Novalis - Die blaue Blume

Deutschland 1993 Spielfilm

Deutsche Dichter in der Stunde der Abrechnung. Herwig Kipping dreht seinen "Novalis"-Film


Merten Worthmann, Berliner Zeitung, 18.3.1993


Über allen thront der Tod. Braut und Bräutigam blicken zu ihm auf, die zwei Elternpaare, und auch die weitere Familie. Der Tod hat ein Festtagsgewand aus purpurner Seide angelegt. Gleich wird er die Liebenden einander vermählen. Jetzt grinst er nur und sagt: „Ich kann mir vorstellen, daß euch kalt ist. Mir ist warm."

Reiner Heise, der Todes-Darsteller, steht genau dort, wo im Sommer 1936 das olympische Feuer brannte – in der Feuerschale des Berliner Olympiastadions. Um ihn herum züngeln ein paar Flammen, das macht es warm für ihn. Ansonsten hat die Nacht noch einmal winterliche Temperaturen mitgebracht. Die Menschen zu seinen Füßen, sofern sie nur Hochzeitstracht tragen, frieren.

Herwig Kipping dreht, nach eigenem Buch, "Novalis – die blaue Blume". Vor der Kulisse des Stadions sollen Sophie von Kühn und Friedrich von Hardenberg (der sich Novalis nannte) getraut werden – "bis daß der Tod sie scheidet". Das wird nur wenige Augenblicke nach dem Jawort geschehen. Dann wird sich Sophie in Medusa verwandeln und Friedrich mit ihrem tödlichen Blick versteinern. Eine gespenstische Zeremonie, mit einer Menge monströs maskierter Menschen, mit deutschen Schäferhunden, mit einigen Sado/Maso-Kostümen, mit Nazi- und DDR-Emblemen und einer Original-Wilhelm-Pieck-Limousine (ein Stalin-Geschenk). Eine Schlüsselszene. Wenn sie abgedreht ist, wird die Nacht fast vorüber sein.

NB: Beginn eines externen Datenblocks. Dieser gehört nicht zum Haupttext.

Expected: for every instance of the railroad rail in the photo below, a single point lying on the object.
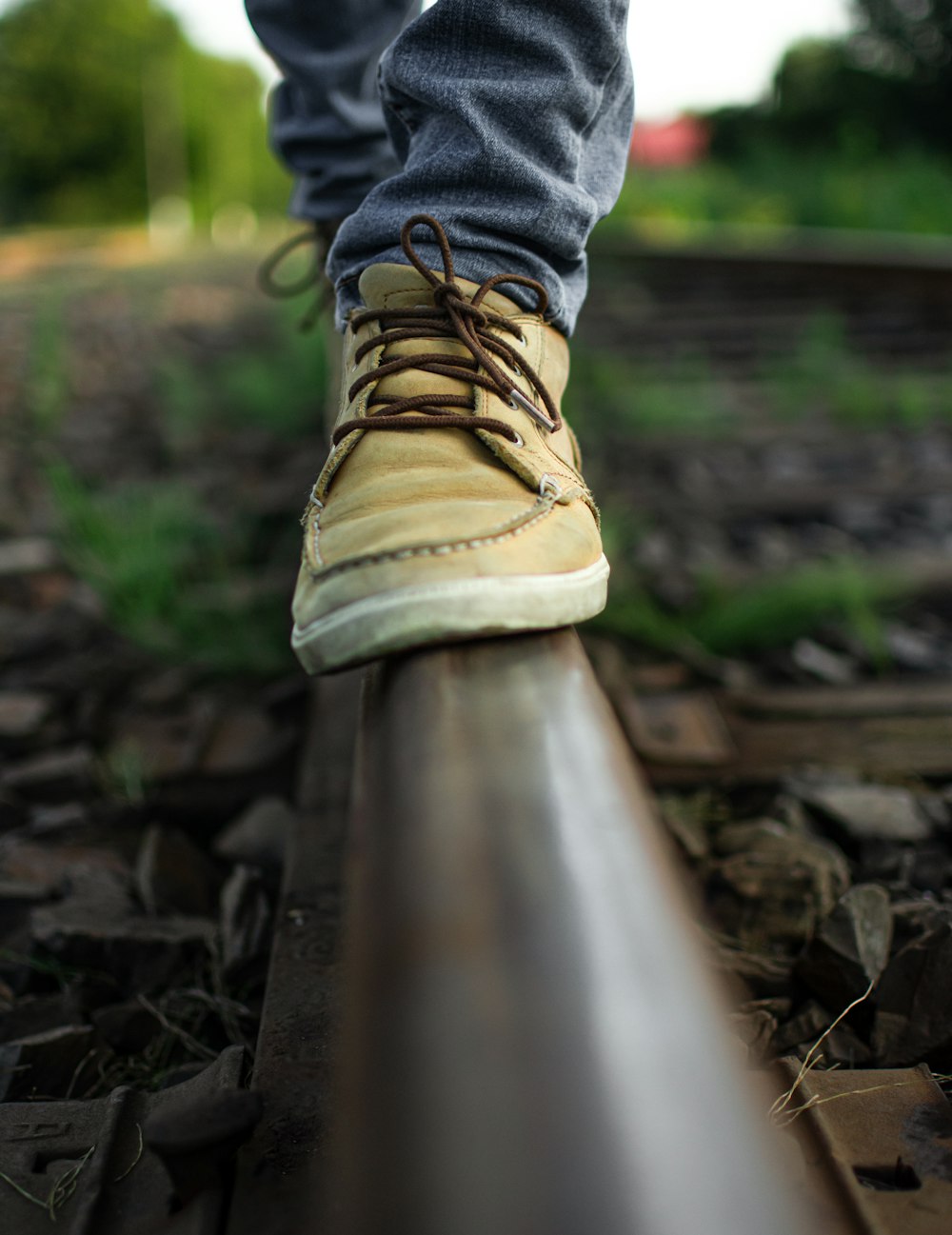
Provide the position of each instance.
(518, 1029)
(530, 1038)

Etwas mehr als hundert Menschen tummeln sich oben an der Feuer-Stelle. Ein großer Haufe für einen Drehtermin, ein verschwindendes Häuflein für den riesigen Stadionbau, in dem vor drei Stunden mit gewaltigem Krachen das Flutlicht angeworfen wurde. Testdurchlauf: Der Regisseur probt mit den Statisten, wie sie als "Ungeheuer" den Hochzeitszug bedrohen sollen. "Ihr müßtet eigentlich…", "am besten war"s vielleicht…". Ein Befehlston ist Kipping fremd – auch, weil er selbst mitunter noch kein genaues Bild vom besten Ablauf einer Szene hat. (…)

Herwig Kipping kann keine gewöhnliche Biographie, kein gewöhnliches Drama drehen. Wer vor eineinhalb Jahren "Das Land hinter dem Regenbogen", sein mit dem Bundesfilmpreis in Silber ausgezeichnetes Kino-Debüt gesehen hat, weiß das. Der Debütant war 43 Jahre alt und hatte zehn Jahre Gängelung und Arbeitsverbot durch die DDR-Film- und Fernseh-Oberen hinter sich. Das zwingt ihn noch immer, sich auch mit den Unbilden der Politik auseinanderzusetzen.

Sophie von Kühn war 12, als der 22jährige Novalis sich fanatisch in sie verliebte. Sie starb mit 15 und blieb die Muse des Romantikers, der selbst nur 29 Jahre alt wurde. Die "große Liebe, die erhebt und zum Schöpfer macht", will Kipping an Novalis zeigen. Aber auch, wie das Scheitern an romantischer Liebe mit verhängnisvoller politischer Romantik kompensiert wird. Hitler, Novalis, Einheitswahn, Kipping, die DDR, ein neues 1000jähriges Reich – im kurzen Gespräch zwischen Probe und Dreh knüpft der Regisseur ein ganzes Netz bedenklicher und bedenkenswerter Bezüge. Er spricht ungeordnet, aber immer mit Emphase. "Kipping ist ein Dichter", sagt eine Kollegin, die mit ihm studiert hat, "der einzige lebende deutsehe Dichter, von dem ich weiß."

Novalis steht derweil am Verpflegungswagen und trinkt Bier. Der 21jährige Hamburger Christoph Schiller spielt den Dichter und trägt schwer an der theoretischen Last, die seiner Rolle aufgeladen ist. "Einen Überblick über den Charakter habe ich nicht", gibt er zu. Aber er weiß: "Das ist eigentlich nicht Novalis. Das ist Kipping."